In reply to this post by manishgupta88

Hi Manish,

+1 for solution 1 for next carbon version. Solution 2 should be also considered, but for a future version after next version.

In my previous observation, many scenario user will filter on time range, and since Carbon’s segment is per incremental load which makes it related to time normally. So if we can have minmax for sort_columns for segment level, I think it will further help making driver index minimum. Will you also consider this?

Regards,
Jacky

> 在 2018年6月21日，下午5:24，manish gupta <[hidden email]> 写道：
>
> Hi Dev,
>
> The current implementation of Blocklet dataMap caching in driver is that it
> caches the min and max values of all the columns in schema by default.
>
> The problem with this implementation is that as the number of loads
> increases the memory required to hold min and max values also increases
> considerably. We know that in most of the scenarios there is a single
> driver and memory configured for driver is less as compared to executor.
> With continuos increase in memory requirement driver can even go out of
> memory which makes the situation further worse.
>
> *Proposed Solution to solve the above problem:*
>
> Carbondata uses min and max values for blocklet level pruning. It might not
> be necessary that user has filter on all the columns specified in the
> schema instead it could be only few columns that has filter applied on them
> in the query.
>
> 1. We provide user an option to cache the min and max values of only the
> required columns.
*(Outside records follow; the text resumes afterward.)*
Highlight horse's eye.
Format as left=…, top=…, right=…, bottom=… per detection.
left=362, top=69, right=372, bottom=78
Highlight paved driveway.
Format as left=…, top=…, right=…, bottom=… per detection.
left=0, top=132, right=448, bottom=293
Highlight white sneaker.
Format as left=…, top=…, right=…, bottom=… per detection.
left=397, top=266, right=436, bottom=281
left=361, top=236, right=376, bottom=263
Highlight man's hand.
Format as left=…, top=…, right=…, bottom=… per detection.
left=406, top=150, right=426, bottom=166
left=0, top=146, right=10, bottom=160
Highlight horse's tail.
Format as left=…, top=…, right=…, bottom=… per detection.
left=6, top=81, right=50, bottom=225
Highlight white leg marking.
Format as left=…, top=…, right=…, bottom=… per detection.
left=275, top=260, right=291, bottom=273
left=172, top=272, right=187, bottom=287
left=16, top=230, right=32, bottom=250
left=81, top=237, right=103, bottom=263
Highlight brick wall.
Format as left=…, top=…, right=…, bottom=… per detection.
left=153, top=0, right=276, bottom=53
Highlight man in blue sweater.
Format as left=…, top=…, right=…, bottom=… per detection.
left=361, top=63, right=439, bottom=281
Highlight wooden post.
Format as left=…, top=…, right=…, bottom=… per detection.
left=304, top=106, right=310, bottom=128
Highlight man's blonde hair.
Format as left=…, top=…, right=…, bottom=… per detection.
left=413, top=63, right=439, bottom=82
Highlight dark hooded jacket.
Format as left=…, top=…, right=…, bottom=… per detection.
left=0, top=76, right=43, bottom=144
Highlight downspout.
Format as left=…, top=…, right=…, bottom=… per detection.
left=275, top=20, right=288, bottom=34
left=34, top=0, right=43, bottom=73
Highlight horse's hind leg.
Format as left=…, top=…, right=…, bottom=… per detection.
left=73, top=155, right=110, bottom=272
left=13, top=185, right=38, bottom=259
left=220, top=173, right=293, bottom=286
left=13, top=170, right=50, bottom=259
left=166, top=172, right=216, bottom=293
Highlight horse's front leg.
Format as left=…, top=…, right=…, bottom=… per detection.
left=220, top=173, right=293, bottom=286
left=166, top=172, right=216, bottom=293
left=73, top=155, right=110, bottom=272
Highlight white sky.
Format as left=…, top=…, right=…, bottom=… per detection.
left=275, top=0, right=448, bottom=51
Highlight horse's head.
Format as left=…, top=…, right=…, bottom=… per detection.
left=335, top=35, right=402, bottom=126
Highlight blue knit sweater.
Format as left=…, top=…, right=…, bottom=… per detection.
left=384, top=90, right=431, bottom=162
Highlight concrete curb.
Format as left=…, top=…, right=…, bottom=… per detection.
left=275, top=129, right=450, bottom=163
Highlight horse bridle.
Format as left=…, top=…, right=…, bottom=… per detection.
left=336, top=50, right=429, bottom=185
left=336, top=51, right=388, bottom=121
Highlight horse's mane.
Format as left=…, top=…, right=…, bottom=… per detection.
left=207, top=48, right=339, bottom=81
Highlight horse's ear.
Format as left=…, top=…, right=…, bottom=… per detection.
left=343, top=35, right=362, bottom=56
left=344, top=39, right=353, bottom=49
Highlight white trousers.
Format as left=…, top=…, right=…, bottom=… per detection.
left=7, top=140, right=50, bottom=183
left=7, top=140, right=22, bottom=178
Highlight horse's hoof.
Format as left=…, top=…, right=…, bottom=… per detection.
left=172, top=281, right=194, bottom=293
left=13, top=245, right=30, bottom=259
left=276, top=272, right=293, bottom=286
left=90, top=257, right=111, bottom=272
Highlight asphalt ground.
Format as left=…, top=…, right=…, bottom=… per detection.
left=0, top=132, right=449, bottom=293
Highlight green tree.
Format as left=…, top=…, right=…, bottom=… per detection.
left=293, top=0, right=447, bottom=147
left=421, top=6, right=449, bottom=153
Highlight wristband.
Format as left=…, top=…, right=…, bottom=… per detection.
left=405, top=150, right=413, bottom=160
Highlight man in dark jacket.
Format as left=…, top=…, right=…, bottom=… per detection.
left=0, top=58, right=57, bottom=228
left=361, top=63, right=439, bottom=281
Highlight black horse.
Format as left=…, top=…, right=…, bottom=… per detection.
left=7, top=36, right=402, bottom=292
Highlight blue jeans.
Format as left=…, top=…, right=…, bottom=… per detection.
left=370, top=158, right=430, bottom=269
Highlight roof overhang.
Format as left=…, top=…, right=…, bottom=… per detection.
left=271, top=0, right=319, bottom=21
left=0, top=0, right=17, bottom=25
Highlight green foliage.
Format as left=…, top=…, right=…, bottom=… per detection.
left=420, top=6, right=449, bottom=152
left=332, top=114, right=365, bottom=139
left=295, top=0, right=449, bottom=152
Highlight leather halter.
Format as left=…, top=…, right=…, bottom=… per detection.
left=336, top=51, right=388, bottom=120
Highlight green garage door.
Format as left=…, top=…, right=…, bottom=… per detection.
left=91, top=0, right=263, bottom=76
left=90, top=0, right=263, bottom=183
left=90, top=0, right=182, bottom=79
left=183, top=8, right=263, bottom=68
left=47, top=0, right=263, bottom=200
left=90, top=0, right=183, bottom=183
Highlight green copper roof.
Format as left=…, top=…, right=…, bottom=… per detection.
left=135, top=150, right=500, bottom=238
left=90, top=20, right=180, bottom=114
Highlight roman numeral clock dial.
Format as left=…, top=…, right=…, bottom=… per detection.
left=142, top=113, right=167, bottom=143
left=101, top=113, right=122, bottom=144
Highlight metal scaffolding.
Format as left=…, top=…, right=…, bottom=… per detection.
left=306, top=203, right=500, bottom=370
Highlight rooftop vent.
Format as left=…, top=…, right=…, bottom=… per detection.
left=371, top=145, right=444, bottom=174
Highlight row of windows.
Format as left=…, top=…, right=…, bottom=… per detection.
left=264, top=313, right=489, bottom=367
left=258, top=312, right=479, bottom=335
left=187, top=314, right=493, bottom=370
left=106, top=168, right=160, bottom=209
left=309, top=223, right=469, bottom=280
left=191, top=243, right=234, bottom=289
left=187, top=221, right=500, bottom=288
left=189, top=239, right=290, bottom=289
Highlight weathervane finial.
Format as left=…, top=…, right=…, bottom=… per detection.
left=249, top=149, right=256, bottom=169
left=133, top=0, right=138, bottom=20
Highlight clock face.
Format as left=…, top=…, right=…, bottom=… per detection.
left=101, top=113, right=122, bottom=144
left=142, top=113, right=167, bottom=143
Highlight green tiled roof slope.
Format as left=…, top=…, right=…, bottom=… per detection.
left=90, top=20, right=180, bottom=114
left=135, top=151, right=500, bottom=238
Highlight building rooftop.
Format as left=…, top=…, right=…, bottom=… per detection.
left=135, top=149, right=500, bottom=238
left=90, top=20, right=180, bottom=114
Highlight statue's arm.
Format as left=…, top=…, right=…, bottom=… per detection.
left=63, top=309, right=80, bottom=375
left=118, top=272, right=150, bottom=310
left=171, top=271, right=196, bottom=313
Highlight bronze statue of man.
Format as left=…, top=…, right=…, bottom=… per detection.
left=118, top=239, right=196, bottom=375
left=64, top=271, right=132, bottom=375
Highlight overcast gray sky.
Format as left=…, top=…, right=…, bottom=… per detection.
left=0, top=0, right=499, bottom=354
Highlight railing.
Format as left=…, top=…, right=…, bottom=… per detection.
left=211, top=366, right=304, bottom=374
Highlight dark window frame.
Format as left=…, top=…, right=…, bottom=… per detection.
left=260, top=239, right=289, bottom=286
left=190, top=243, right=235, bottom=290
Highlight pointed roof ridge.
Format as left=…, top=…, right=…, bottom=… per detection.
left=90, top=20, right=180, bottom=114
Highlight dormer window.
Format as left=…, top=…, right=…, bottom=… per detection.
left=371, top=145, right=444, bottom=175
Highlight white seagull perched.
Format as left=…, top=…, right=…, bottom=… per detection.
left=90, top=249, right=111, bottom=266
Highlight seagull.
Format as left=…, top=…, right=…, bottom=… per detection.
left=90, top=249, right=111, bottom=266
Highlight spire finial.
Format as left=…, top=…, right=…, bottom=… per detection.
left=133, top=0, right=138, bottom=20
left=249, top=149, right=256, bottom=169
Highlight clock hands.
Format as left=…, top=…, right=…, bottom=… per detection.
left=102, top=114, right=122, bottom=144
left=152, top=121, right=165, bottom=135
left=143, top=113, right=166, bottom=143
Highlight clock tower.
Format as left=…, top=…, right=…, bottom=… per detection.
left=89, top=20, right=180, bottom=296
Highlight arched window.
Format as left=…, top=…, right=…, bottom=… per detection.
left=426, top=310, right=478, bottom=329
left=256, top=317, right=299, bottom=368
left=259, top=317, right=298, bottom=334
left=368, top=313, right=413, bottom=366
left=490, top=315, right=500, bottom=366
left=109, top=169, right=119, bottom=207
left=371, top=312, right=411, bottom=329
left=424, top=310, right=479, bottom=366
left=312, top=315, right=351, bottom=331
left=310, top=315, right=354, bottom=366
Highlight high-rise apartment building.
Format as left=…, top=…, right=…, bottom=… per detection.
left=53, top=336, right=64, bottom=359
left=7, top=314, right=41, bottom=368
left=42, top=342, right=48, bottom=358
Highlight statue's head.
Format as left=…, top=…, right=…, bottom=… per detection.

Caching only the required columns can optimize the
> blocklet dataMap memory usage as well as solve the driver memory problem to
> a greater extent.
>
> 2. Using an external storage/DB to cache min and max values. We can also
> implement a solution to create a table in the external DB and store min and
> max values for all the columns in that table. This will not use any driver
> memory and hence the driver memory usage will be optimized further as
> compared to solution 1.
>
> *Solution 1* will not have any performance impact as the user will cache
> the required filter columns and it will not have any external dependency
> for query execution.
> *Solution 2* will degrade the query performance as it will involve querying
> for min and max values from external DB required for Blocklet pruning.
>
> *So from my point of view we should go with solution 1 and in near future
> propose a design for solution 2. User can have an option to select between
> the 2 options*. Kindly share your suggestions.
>
> Regards
> Manish Gupta

manishgupta88

Re: [Discussion] Blocklet DataMap caching in driver

Thanks for the feedback Jacky.

As of now we have min/max at each block and blocklet level and while
loading the metadata cache we compute the task level min/max. Segment Level
min/max is not considered as of now but surely this solution can be
enhanced to consider segment level min/max.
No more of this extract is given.